In other words, if we keep overfishing the adult populations, we may end up eating cans of pickled jellyfish, instead of, say, a mature tin of Master Fried Sardines Hot & Spicy Pulutan.

Then again, having sampled a fillet or two of Master Fried Sardines, a future of pickled ambergris doesn't sound so bad. Canned in Manila and shipped over water and on road, Master Sardines arrive in a diminutive cylinder more reminiscent of tomato paste than of a seaside platter of fried sardines.

Now, don't get me wrong. I love sardines, grilled, fried, or canned (in that order). Still, I must say that the notion of canned fried food—even sardines—instead of enhancing their appeal, acts as a sort of digestus interruptus multiplier. But even though these sardines are putrid, it's the Master sauce that is the real deal-breaker here.

The can says its contents are hot and spicy. That may be true, but the packaging fails to mention that its glutinous sauce is equally sweet—La Choy Chicken Sweet & Sour sweet, that is. Combine that with a generous dose of chili peppers and a very fishy chunk of distantly fried sardine, and the result is—well, let's just say Ben and Jerry won't be coming out with a Master Fried Ice Cream flavor any time soon.

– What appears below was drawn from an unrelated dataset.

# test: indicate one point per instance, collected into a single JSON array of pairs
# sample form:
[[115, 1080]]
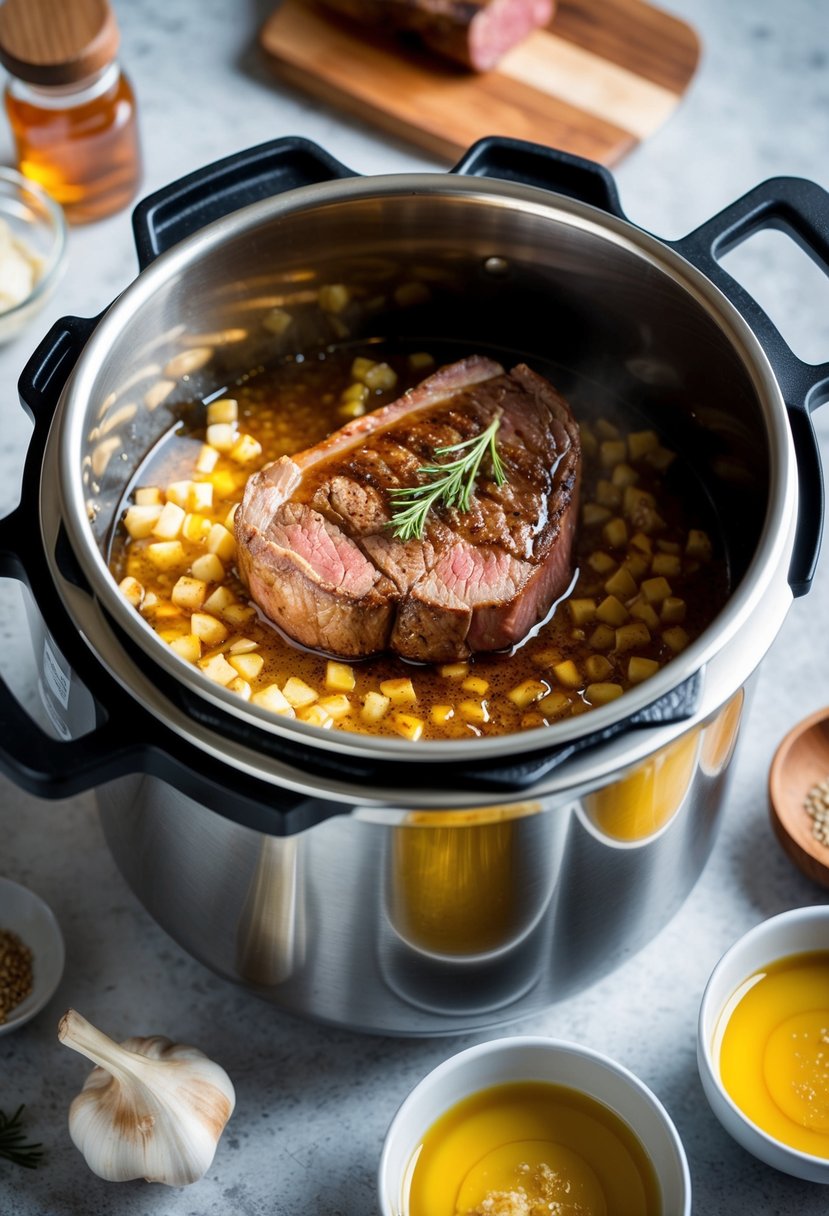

At first the sauce swings wildly at your tongue with a blunt and unstructured blow of sweetness. It follows that with a quick jab of spice. Then, just as your poor tongue is finding its legs, Master wallops you with a stinky sardine kidney blow.

It's a culinary TKO, and I can guarantee that no comer will be wanting a rematch. Which isn't so bad, if we're wanting to save the sardines.